This is not your typical introduction to the New Testament. Rather Bellinzoni invites the
reader to understand how biblical scholars employ the historical method to understand better
who Jesus of Nazareth really was and how and why oral and then written tradition about Jesus
developed into the New Testament. Instead of simply summarizing the results of biblical
scholarship Bellinzoni discusses the rules of evidence and the tools of the historical method
that scholars use. He then approaches the text of the New Testament by leading the reader step
by step through relevant biblical texts in order to illustrate some of the tools of New
Testament study and how these tools work: textual criticism literary criticism and philology
source criticism form criticism redaction criticism etc.
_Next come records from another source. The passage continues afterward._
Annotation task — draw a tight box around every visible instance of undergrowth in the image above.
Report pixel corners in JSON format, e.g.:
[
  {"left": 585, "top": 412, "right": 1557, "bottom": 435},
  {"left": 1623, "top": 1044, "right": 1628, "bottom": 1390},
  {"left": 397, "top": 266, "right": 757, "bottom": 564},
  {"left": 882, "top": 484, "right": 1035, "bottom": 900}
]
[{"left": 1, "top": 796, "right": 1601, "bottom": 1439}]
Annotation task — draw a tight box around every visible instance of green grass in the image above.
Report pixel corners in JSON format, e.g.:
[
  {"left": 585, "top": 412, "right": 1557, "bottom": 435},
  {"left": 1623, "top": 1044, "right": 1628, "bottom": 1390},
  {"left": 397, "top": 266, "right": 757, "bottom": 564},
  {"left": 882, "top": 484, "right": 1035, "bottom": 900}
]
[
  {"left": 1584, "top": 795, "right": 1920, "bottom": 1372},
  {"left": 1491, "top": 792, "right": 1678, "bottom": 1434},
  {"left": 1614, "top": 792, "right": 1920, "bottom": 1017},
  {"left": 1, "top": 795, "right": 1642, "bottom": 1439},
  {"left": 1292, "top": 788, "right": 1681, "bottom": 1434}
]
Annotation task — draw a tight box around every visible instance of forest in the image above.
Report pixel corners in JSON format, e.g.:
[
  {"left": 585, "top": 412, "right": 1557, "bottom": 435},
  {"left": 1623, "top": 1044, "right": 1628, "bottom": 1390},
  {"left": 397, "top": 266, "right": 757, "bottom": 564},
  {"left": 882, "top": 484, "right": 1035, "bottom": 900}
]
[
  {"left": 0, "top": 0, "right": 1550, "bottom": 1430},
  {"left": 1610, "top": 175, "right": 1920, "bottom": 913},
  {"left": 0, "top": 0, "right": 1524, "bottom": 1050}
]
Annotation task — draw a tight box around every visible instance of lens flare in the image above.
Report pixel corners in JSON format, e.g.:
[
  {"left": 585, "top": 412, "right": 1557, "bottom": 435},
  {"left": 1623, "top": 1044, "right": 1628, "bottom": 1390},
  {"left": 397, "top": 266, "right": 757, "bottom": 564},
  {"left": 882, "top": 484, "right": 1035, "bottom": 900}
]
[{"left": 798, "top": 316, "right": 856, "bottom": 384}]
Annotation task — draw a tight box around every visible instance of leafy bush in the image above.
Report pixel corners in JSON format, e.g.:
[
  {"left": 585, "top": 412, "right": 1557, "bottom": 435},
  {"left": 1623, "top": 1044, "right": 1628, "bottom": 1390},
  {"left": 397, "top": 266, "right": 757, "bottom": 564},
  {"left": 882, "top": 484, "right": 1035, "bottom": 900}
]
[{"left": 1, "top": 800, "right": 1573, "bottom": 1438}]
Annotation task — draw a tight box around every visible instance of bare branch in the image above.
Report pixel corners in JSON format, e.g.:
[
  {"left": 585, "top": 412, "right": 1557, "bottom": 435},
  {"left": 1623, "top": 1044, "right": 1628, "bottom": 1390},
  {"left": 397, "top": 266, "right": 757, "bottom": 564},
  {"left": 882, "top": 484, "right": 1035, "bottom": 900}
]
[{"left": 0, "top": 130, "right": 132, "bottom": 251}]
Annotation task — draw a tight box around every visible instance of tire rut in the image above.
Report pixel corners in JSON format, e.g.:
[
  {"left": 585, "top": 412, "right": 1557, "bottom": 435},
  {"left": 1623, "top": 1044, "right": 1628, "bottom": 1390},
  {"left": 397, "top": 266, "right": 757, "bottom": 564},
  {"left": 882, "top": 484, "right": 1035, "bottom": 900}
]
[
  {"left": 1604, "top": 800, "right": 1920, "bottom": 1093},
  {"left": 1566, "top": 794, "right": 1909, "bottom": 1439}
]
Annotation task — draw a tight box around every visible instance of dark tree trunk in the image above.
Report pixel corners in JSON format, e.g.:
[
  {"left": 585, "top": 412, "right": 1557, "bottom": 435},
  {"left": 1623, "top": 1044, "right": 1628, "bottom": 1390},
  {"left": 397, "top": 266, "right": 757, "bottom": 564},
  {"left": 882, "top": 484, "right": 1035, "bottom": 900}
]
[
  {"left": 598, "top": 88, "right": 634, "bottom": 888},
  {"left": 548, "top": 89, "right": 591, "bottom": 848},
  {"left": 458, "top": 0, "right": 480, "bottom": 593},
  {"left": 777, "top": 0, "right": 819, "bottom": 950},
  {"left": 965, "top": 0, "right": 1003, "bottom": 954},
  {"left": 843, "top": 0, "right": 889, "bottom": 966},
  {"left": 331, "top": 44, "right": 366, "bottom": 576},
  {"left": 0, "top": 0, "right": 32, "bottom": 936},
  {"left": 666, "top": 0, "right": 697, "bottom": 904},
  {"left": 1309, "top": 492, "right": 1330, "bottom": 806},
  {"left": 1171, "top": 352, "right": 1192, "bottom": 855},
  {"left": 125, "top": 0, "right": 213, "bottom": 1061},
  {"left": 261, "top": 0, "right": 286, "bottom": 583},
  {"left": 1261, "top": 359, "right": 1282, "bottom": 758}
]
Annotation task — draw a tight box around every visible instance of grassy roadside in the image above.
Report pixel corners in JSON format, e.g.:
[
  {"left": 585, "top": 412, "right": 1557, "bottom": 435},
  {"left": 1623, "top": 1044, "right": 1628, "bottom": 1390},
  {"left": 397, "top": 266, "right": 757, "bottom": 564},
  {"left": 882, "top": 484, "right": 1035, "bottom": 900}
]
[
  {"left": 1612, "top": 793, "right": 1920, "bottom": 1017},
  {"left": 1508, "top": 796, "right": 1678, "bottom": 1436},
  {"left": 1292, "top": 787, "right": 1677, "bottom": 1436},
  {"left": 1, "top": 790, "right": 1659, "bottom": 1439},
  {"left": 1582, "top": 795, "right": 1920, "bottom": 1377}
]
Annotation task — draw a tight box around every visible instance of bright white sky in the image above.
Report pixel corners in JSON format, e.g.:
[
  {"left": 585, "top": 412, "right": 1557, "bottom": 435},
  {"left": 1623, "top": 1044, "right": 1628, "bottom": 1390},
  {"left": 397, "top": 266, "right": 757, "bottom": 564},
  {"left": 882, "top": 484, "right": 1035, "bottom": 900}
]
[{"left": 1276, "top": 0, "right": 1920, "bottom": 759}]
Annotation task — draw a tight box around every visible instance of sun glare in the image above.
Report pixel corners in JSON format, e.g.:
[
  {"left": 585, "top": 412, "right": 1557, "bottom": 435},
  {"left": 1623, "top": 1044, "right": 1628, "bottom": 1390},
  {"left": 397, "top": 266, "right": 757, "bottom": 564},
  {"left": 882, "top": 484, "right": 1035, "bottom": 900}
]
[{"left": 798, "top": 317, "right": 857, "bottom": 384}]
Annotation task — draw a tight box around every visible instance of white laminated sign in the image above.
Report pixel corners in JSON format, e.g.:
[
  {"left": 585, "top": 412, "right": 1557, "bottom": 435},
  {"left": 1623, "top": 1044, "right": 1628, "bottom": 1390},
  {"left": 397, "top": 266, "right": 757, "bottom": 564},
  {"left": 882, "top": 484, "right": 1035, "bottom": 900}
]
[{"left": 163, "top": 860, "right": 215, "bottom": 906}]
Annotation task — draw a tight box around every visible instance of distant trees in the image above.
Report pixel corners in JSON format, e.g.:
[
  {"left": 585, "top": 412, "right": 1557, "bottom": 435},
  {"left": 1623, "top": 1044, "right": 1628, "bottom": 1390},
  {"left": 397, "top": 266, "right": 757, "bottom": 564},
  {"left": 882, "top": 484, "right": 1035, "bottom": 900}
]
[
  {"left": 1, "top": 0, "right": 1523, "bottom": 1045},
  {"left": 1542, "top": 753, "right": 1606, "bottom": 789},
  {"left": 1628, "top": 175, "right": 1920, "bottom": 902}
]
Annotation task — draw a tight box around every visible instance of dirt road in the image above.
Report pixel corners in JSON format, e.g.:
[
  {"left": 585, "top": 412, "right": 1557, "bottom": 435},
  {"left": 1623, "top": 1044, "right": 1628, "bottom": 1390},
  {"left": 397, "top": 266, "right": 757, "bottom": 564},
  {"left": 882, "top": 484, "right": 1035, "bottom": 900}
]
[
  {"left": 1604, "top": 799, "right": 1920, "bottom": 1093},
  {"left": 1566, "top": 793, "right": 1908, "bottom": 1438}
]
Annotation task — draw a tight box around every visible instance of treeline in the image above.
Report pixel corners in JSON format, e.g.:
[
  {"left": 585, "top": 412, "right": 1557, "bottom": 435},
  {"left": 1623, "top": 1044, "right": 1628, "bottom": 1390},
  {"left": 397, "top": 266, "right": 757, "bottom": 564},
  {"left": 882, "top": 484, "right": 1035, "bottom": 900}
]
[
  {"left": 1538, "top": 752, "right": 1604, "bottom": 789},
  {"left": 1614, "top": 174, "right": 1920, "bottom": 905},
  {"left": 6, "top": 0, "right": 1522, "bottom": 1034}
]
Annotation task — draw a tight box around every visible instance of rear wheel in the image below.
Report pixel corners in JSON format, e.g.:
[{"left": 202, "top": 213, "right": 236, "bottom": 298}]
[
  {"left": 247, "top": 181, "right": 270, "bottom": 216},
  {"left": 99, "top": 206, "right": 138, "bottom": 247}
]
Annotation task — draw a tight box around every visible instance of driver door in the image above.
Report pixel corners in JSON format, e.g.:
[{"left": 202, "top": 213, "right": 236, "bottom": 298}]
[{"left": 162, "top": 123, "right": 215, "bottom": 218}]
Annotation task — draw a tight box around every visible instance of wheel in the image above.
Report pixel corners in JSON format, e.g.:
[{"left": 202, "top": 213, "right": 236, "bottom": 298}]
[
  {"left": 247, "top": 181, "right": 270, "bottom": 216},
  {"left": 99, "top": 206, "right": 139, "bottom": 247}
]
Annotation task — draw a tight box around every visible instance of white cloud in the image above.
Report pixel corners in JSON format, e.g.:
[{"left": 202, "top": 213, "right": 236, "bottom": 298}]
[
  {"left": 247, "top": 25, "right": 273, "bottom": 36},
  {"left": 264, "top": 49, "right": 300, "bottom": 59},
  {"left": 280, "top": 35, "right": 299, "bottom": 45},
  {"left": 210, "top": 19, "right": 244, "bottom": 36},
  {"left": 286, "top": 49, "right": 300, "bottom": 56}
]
This volume doesn't just describe
the conclusions of biblical scholarship it invites the reader to actually do biblical
scholarship and thereby draw the best possible conclusions about what happened when and why.
This volume is not limited to the twenty-seven books of the New Testament but discusses
relevant extra-canonical early Christian literature which is critical to an understanding of
the history of the early church and the development of the New Testament canon. ""This
wide-ranging study is really two books in one: it outlines the methodological tools used in the
critical study of the New Testament and shows how their careful application can yield an
historically sensitive reconstruction of Christian origins. For introductory students seeking
to navigate the complex literary and social terrain of the New Testament and early Christian
world Bellinzoni's reasoned judgments and lucid insights will be a very welcome guide.""
--David Reis Visiting Assistant Professor University of Oregon Arthur Bellinzoni is Professor
of Religion Emeritus at Wells College in Aurora New York and the author of The Sayings of
Jesus in the Writings of Justin Martyr The Future of Christianity: Can It Survive? and The Old
Testament: An Introduction to Biblical Scholarship the co-editor and part author of
Intellectual Honesty and Religious Commitment and The Two-Source Hypothesis: A Critical
Appraisal and the editor of The Influence of the Gospel of Saint Matthew on Christian
Literature Before Saint Irenaeus (3 volumes).